Snapshot of wind speed on OLED showing both line and bar graph options (number in box is current wind speed):
Video of initial test setup showing NRF24L01 receiver and OLED display (flashing red LED on far left at video begining indicates successful RF reception every 0.33 secs):
With my coding skills being virtually non-existent, the Atmega328 (linked to OLED) test firmware is just a slightly modified version taken from the link I've mentioned in the description section (under the video) of the above YouTube link - have to go to YouTube site itself. (forum won't allow 2 video links here)
Another video showing line and bar graph options, together with screen blanking is also linked in the description of the above YouTube video.
If anyone wants it I've attached in the 'circuit-and-code.zip' file the NRF24L01 transmitter and receiver circuit/firmware, together with the circuit/firmware for the OLED display. Sorry about the quality of the circuit diagrams - they're hand drawn.
Circuits and code:
https://www.dropbox.com/s/i5s3f39o3z9psy...e.zip?dl=0
(click 'download' at top right after page loads)
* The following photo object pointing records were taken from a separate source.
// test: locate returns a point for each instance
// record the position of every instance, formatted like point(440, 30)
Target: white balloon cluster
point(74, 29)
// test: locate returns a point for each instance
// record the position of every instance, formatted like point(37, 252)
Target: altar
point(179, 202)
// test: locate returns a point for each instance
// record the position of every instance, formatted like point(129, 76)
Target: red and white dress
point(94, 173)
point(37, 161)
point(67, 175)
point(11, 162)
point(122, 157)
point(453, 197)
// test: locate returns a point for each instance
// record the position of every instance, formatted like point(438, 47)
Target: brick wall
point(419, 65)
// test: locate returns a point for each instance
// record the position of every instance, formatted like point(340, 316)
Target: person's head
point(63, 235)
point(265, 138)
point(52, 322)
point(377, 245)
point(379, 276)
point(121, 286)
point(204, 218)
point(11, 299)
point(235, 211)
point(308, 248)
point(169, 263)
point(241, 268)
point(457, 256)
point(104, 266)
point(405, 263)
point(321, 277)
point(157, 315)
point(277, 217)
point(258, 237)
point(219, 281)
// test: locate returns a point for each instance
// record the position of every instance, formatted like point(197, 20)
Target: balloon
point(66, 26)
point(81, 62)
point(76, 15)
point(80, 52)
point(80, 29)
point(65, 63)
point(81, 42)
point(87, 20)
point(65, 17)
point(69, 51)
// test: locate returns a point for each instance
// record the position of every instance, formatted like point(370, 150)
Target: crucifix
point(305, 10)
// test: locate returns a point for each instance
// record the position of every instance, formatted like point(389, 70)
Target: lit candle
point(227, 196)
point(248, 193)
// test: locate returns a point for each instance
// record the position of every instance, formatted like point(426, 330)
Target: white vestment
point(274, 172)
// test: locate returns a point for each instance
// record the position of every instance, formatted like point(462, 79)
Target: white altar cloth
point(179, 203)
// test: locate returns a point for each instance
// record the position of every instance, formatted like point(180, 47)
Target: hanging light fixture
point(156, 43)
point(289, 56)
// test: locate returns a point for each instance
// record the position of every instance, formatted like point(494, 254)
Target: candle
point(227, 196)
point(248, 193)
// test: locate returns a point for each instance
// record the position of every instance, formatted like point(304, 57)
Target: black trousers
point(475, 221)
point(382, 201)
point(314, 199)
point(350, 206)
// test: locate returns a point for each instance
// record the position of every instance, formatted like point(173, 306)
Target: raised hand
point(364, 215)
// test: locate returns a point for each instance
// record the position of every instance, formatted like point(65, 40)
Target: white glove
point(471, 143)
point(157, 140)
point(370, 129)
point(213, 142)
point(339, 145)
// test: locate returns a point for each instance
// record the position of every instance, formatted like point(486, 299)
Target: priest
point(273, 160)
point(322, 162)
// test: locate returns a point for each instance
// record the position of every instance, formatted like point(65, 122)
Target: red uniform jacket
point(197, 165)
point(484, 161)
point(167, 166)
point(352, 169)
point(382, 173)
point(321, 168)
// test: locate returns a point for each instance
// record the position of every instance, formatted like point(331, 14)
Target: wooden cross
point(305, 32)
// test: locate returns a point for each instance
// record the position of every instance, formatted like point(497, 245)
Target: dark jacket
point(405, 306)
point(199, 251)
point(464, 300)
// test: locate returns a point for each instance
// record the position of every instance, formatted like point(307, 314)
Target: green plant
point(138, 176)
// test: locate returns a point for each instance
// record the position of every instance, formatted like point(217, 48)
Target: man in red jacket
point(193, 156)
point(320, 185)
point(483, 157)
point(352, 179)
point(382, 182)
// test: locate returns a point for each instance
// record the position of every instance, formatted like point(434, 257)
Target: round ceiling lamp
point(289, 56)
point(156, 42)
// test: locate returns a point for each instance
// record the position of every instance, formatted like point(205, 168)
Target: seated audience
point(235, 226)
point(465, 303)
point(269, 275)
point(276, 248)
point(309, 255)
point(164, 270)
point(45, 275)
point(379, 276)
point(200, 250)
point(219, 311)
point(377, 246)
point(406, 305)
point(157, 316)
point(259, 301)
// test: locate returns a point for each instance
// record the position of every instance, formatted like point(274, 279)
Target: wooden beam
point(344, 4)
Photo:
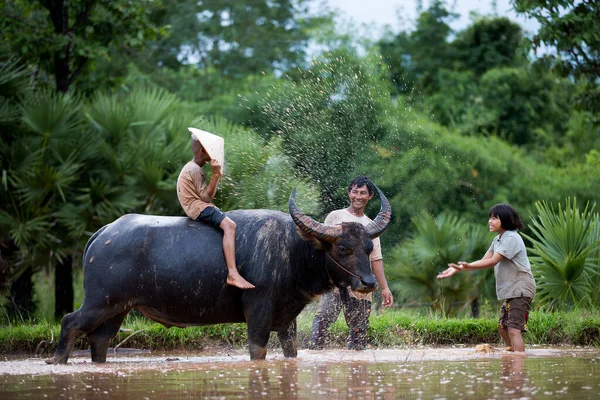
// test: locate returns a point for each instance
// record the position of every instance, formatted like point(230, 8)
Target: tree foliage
point(65, 40)
point(565, 250)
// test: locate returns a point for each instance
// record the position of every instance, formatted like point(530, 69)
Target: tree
point(415, 58)
point(232, 39)
point(64, 40)
point(571, 27)
point(438, 241)
point(486, 44)
point(327, 119)
point(564, 261)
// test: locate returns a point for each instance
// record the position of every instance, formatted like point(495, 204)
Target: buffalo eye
point(344, 250)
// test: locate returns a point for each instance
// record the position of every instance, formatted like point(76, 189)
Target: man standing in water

I'd be interested to know, hypothetically speaking, whether it would be possible to include a near real time scrolling wind speed graph option on the ILI9341 TFT display of the Weatherduino receiver with the current hardware? Werk maybe? (I realise the wind speed updates may well be every few seconds as opposed to sub second updates)
Part 5 will interface the anemometer output to a Raspberry Pi in order to stream the wind speed via websockets so that PCs/smartphones/Tablets on the same internal network, or even the WWW can display a scrolling wind speed graph through a web browser interface.